In conclusion I want to say a few words about the optimistic tone being used about peace. Our Party press continues, as though by inertia, to talk about peace. However, things are far from going that way. In Copenhagen, for instance, there is talk of deporting Comrade Litvinov on the grounds that certain elements are allegedly gathering around him and he is carrying on agitation.[3] The Allies are still pretty strong, and the strong man never gives in without a fight. They are very well aware of the state of our transport and our supply services, and it is to their direct interest to wear us out. They are waiting for us to reach the Black Sea, where, perhaps, we shall find ourselves up against Arabs, Negroes [By ‘Arabs and Negroes’ are meant the French colonial troops from North and West Africa who were sent to the Ukraine.], Indians and the like. Perhaps our Political Departments [For the history of the Political Directorates (or Administrations) and the Political Departments (or Sections) see Erickson, J.: The Soviet High Command (1962).] ought to learn African languages too! It would be extremely dangerous if the impression were to be created in the army that we are finishing the war, entering upon negotiations, and so on. This is not so at all and, when we send commissars out to carry on agitation in the army, they need to have our declaration on peace, which has received no reply so far, and also the statement issued by Comrade Smilga, that a very severe, harsh winter lies ahead of us and that we must shorten this period of great hardship for the army and the country by exerting the maximum effort.

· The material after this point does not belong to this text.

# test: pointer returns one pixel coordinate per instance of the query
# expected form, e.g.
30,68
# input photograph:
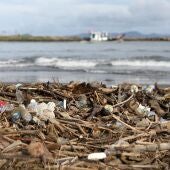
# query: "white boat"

This can be ensured by our Communist Party, in the shape of the political organs of the Red Army.

  1. The proposals advocated by Comrade Smilga were set forth in his speech in December 1919 at a conference of political workers. Objecting to the system of collegial management, Comrade Smilga proposed that, instead of the War Councils, special commissars be appointed to whom the political department, special section and revolutionary tribunal should be directly subordinate. These same commissars, as he saw it, should have charge of the apparatus for making awards. In addition, Comrade Smilga considered it possible: (1) to grant commanders the right to issue orders by themselves and (2) to abolish commissars in those institutions and units which were headed by persons of proven loyalty. Comrade Smilga’s article on one-man management was published in No.2 of 1919 of Voyennoye Mysl, the organ of the Revolutionary War Council of the Eastern Front.
  2. Order No.180 (secret), dated December 11, 1919.
  3. With the defeat of Kolchak, Yudenich and Denikin, the British Government – the leading force in the European counter-revolution – recognised that the plan to conquer Soviet Russia by force of arms was impossible of realisation. Our government turned its whole attention already at the – December 1919 Congress of Soviets to considering the problems of restoring the ruined economy. It wasin December 1919 that Comrade Litvinov began his negotiations with O’Grady, the British Government’s representative in Copenhagen.